The exiled government's official news agency said anti-Houthi forces had mopped up the last pockets of rebel resistance in the city's Mualla district on Thursday.
They already secured the airport and the surrounding Khormaksar diplomatic district earlier this week.
In a televised speech to mark the Eid al-Fitr holiday, the exiled president paid tribute to the fighters in Aden and vowed that the southern port city would be the stepping stone to victory nationwide.
"Aden will be the key to Yemen's salvation," Hadi said in the speech broadcast late on Thursday. "From Aden we will regain all of Yemen."
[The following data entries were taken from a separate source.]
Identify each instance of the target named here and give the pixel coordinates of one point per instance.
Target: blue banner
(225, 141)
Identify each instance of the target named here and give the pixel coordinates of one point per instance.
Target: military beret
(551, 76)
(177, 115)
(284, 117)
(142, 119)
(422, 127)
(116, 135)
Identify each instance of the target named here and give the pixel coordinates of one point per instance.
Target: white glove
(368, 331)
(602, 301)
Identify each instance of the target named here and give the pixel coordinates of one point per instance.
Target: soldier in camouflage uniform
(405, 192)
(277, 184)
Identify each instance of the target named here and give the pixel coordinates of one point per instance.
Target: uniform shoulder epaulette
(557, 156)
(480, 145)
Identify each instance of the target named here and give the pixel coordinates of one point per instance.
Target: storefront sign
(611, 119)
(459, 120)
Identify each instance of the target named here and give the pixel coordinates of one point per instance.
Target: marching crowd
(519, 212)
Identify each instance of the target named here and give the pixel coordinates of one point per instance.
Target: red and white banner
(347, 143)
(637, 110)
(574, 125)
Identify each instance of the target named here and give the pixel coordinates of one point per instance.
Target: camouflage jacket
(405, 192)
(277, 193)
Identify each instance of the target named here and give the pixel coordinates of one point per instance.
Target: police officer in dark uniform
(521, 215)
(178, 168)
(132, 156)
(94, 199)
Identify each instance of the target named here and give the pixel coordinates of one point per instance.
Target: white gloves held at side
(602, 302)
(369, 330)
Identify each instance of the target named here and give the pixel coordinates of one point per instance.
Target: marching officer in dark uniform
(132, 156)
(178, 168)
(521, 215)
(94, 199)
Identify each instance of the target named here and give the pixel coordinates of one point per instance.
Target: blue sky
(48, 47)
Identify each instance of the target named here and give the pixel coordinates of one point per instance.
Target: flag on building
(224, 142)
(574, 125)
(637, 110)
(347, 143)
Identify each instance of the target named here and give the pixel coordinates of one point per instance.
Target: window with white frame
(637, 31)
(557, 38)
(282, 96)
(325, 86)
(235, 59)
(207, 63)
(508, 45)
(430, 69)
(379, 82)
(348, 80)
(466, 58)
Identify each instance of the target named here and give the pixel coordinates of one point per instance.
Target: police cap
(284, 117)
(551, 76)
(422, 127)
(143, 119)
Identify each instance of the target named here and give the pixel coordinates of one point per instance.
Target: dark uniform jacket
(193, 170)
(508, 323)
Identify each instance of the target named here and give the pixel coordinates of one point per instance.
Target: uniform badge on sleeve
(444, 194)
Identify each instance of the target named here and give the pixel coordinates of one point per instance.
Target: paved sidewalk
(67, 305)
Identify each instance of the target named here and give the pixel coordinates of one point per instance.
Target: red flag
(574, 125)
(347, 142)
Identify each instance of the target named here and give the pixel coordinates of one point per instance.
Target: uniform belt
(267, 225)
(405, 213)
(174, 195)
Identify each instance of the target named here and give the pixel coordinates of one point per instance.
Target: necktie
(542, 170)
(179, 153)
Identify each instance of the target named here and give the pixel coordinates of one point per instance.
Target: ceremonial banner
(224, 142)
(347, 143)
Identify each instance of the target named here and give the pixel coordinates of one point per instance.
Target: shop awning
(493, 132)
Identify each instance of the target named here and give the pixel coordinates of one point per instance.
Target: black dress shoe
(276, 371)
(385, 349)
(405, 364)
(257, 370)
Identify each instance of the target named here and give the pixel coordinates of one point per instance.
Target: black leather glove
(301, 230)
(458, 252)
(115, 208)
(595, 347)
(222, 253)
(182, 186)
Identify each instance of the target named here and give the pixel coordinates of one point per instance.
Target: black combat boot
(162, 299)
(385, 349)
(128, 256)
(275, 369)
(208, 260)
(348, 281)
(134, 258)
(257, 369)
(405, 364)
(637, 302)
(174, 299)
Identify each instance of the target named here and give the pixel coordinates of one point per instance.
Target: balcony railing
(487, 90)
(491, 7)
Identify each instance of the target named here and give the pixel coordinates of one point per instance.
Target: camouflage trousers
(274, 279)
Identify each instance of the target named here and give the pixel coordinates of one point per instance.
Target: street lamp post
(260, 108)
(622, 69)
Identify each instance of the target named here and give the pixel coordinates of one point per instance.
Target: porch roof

The counteroffensive came after the failure of a UN-declared truce that was supposed to have taken effect last weekend to allow the delivery of desperately needed relief supplies.
The United Nations has declared Yemen a level-3 humanitarian emergency, the highest on its scale.
More than 21.1 million people -- over 80 percent of Yemen's population -- need aid, with 13 million facing food shortages, while access to water has become difficult for 9.4 million people.